Marcof demeura immobile. Sa physionomie bouleversée indiquait énergiquement tout ce qu'une pareille nouvelle lui causait de douleurs. Le sang lui monta au visage. Il arracha sa cravate qui l'étouffait. Ses yeux s'ouvrirent comme s'ils allaient jaillir de leurs orbites. Puis il se laissa tomber sur un siége, et il prit sa tête dans ses mains. Alors des sanglots convulsifs gonflèrent sa poitrine; des cris rauques s'échappèrent de sa gorge, et au travers de ses doigts crispés des larmes brûlantes roulèrent sur ses joues bronzées par le vent de la mer. Le désespoir de cet homme était terrible et puissant comme sa nature.

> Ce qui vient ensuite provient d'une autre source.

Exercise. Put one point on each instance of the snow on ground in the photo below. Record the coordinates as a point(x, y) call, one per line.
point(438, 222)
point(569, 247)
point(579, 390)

Keinec le contemplait dans un religieux silence. Enfin Marcof releva lentement la tête. Ses larmes tarirent. Il quitta son siége et il marcha rapidement quelques secondes dans l'entre-pont. Puis il revint près de Keinec.
—Donne-moi des détails, lui dit-il.
Le jeune homme raconta tout ce qu'il savait de la mort du marquis, et ce qu'il raconta était l'expression la plus simplement exacte de la vérité.
—De sorte, continua Marcof, que c'est hier matin que le marquis est mort?...
—Oui, répondit Keinec, à cette heure on le descend dans le caveau de ses pères.
—Ainsi je ne pourrai même pas revoir une dernière fois son visage?...
—Dès que j'eus connaissance de cette horrible catastrophe, continua Keinec, je pensai à t'en donner avis en te faisant passer une lettre par le premier chasse-marée en vue qui eût mis le cap sur Paimboeuf. J'ignorais que tu revinsses si promptement.
—Je ne suis allé qu'à l'Ile de Groix, mon ami, et c'est Dieu qui sans doute l'a voulu ainsi, puisqu'il a permis que je pusse arriver le jour même de l'enterrement du marquis.
—Aussi, dès que j'ai reconnu ton lougre à ses allures, je me suis mis en mer pour venir à toi.